Orang Bali sebagai pemandu wisata, walaupun mereka yang tahu betul dengan adat istiadat dan pemilik pulau ini, namun sekarang sudah mulai tersisih. Semakin terbukanya keran pariwisata Bali, semakin beragamnya turis yang datang, semakin tersisih orang Bali. Ironis memang, namun orang Bali sendiri tidak mau meningkatkan kemampuan mereka. Kalau dilihat rata-rata pemandu wisata asli Bali hanya mampu berbahasa Inggris, sebagian sudah merambah bahasa Jepang. Ternyata banyak turis dari Taiwan, Rusia, Cekosloakia dan beberapa negara Eropa yang hanya mengerti bahasa mereka sendiri, apalagi nantinya akan banyak turis Cina yang hadir di Bali. Bagaimana dapat mengharapkan guide resmi orang Bali untuk mengambil peran atau ikut kebagian rejeki?

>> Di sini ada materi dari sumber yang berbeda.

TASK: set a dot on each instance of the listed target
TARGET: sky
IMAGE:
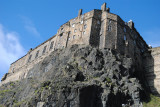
(24, 24)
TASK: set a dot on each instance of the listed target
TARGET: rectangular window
(74, 36)
(44, 50)
(29, 59)
(85, 26)
(51, 46)
(109, 28)
(37, 54)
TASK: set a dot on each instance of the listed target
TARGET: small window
(37, 54)
(82, 22)
(69, 32)
(69, 38)
(51, 46)
(98, 22)
(29, 59)
(61, 34)
(85, 26)
(12, 70)
(124, 29)
(75, 30)
(73, 25)
(74, 36)
(134, 42)
(44, 49)
(82, 16)
(109, 28)
(84, 33)
(125, 38)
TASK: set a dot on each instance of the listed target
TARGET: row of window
(44, 50)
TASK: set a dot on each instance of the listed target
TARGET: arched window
(124, 30)
(51, 46)
(109, 28)
(29, 59)
(74, 36)
(124, 38)
(37, 54)
(44, 49)
(85, 26)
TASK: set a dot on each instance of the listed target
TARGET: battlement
(97, 28)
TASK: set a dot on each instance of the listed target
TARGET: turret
(80, 12)
(103, 7)
(131, 24)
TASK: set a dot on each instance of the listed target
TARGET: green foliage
(108, 80)
(17, 104)
(2, 106)
(2, 92)
(154, 102)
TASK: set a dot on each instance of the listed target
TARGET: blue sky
(24, 24)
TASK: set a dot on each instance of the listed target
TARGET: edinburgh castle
(99, 29)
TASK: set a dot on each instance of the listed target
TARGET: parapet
(103, 7)
(131, 24)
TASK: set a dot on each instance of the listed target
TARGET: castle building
(97, 28)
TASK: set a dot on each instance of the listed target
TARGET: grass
(154, 102)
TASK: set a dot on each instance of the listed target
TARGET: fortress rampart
(98, 28)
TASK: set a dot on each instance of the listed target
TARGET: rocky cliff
(77, 77)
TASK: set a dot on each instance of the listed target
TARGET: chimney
(131, 24)
(103, 7)
(80, 12)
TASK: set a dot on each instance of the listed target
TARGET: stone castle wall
(152, 69)
(98, 28)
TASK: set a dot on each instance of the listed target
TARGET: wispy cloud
(10, 49)
(152, 37)
(29, 26)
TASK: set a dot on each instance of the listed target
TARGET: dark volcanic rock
(76, 77)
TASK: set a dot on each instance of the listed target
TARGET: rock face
(76, 77)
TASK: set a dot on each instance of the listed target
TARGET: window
(61, 34)
(75, 30)
(84, 33)
(124, 29)
(51, 46)
(44, 49)
(69, 38)
(109, 28)
(85, 26)
(73, 25)
(98, 22)
(37, 54)
(82, 22)
(12, 70)
(125, 38)
(82, 16)
(74, 36)
(29, 59)
(134, 42)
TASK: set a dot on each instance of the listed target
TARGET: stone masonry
(98, 28)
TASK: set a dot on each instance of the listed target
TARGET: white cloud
(29, 26)
(10, 49)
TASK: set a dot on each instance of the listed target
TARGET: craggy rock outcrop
(76, 77)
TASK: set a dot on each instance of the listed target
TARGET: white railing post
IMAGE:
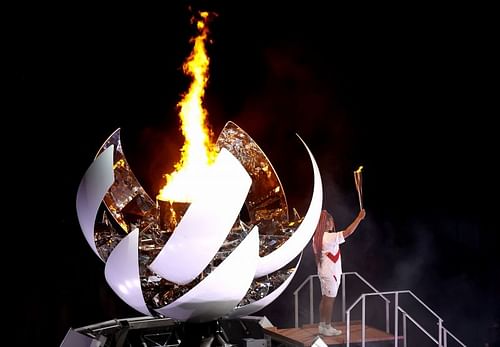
(343, 297)
(404, 329)
(296, 309)
(440, 332)
(396, 303)
(311, 301)
(387, 317)
(348, 327)
(363, 321)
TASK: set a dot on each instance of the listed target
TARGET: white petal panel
(122, 272)
(223, 289)
(296, 243)
(93, 187)
(260, 304)
(206, 223)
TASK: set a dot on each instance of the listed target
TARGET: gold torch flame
(359, 185)
(198, 151)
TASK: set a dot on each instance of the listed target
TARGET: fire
(198, 151)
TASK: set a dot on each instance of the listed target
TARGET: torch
(358, 180)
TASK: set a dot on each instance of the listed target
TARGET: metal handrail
(309, 280)
(407, 316)
(442, 332)
(446, 333)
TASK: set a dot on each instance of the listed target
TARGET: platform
(305, 335)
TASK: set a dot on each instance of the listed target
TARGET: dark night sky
(406, 92)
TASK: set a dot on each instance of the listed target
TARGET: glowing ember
(198, 152)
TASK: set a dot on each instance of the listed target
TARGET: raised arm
(352, 227)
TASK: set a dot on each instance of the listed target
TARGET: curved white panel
(260, 304)
(122, 272)
(206, 223)
(296, 243)
(223, 289)
(93, 187)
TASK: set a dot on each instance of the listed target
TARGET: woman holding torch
(326, 242)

Orang Bali mau protes? Boleh saja. Yang pasti persaingan bisnis sudah berlangsung, yang kurang profesional akan tersisih. Pemandu wisata Bali katakanlah yang resmi, tentu tidak boleh terus berlindung di ketiak Pemda Bali. Mereka harus bangkit meningkatkan diri atau sumber daya mereka disesuaikan dengan permintaan pasar, sebab persaingan semakin ketat. Katakanlah sebagai contoh, seorang turis selama di Bali dilayani oleh seorang pemandu wisata liar asal Jawa, yang kebetulan bertemu di pantai Kuta. Ternyata sang turis sangat senang, banyak berbelanja dan mengirimkan uang untuk keluarganya pemandu wisata liar itu. Setahun kemudian turis kembali ke Bali dan memesan barang kerajinan untuk hotelnya yang sedang di bangun dan memesan banyak ukiran Jepara untuk bisnisnya. Apakah artinya ilustrasi itu? Artinya orang Bali telah kehilangan peluang emas ! Apakah masih penting arti pemandu wisata resmi atau liar?, Demikian Nyoman Antara terenyuh. (TAKSU/Gung).